The determination of PI from X-ray images is a relatively demanding process because the projective nature of X-ray imaging causes a virtual superposition of the anatomical structures of interest. Moreover, different characteristics that originate from the natural biological variability of the human anatomy may also introduce ambiguities in the measurement process. Software packages that allow for computerized measurement of PI by manually drawing geometrical constructs (e.g. points, lines, circles) [4, 7,8,9,10] proved to be more reproducible and reliable than measurements from plain X-ray films, as Vialle et al. [7] reported a mean reproducibility of \(R\,=0.86\) (\(p\,=\,0.014\)) and \(R\,=0.96\) (\(p\,<\,0.001\)), and a mean reliability of \(R\,=0.65\) (\(p\,=\,0.024\)) and \(R\,=0.99\) (\(p{<}0.001\)) respectively for manual measurements of PI from plain X-ray films and digital X-ray images. Dimar II et al. [8] reported an even worse agreement, as they obtained a mean reproducibility of \(R\,=\,0.65\), 0.71 and 0.55 and a mean reliability of \(R\,=\,0.29\), 0.61 and 0.44 respectively for PI, SS and PT, while the agreement with computerized measurements was estimated to \(R\,=\,0.59\), 0.72 and 0.63, respectively. Although computerized approaches improved the reproducibility and reliability, the measurement itself remains a relatively time-consuming and subjective task that highly depends on the experience of the observer. On the other hand, a fully automated measurement approach has not been yet presented, mostly because it represents a challenging problem from the perspective of automated analysis of X-ray images.

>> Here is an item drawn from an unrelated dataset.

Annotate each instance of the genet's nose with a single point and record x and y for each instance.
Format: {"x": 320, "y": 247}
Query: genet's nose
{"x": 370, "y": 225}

The described approach solves, to a certain degree, the afore mentioned problem. Statistical analysis (Table 1) revealed that there are no statistically significant differences between reference manual and fully automated measurements of PI, as well as of SS and PT. We can also conclude that the fully automated measurements are in agreement with reference manual measurements in the reliability range of classical and computerized manual measurements [7, 8], as the correlation was good (\(0.7\,{<}\,R\,{<}\,0.9\)) in the case of PI and SS, and very good (\(0.9\,{<}\,R\,{<}\,1.0\)) in the case of PT. Nevertheless, high correlation and a relatively low MAD do not necessarily mean that the fully automated measurements are correct, moreover, a difference of around \(5^\circ \) may originate from the reproducibility and reliability of manual measurements [2]. The high agreement of reference manual and fully automated measurements results from applying the state-of-the-art deep learning technologies. It is also important to note that the proposed approach does not make use of already implemented techniques, but is refined with a detailed knowledge of CNN architectures, corresponding criterion functions and methods of supervised learning, as well as a detailed knowledge of spine and pelvis anatomy, and measurement of geometrical parameters from medical images.

5 Conclusion

In this paper, we presented the results of a fully automated measurement of PI from sagittal X-ray images of the pelvis. The results indicate that by this approach, it is possible to accurately determine PI, as the differences against reference manual measurements were within the range of the reproducibility and reliability of manual measurements. Nevertheless, the proposed fully automated approach cannot completely replace the visual review and confirmation of the measured values by an observer, as the differences may be in certain cases quite large, mostly due to the natural biological variability of the human anatomy and the characteristics induced by X-ray imaging.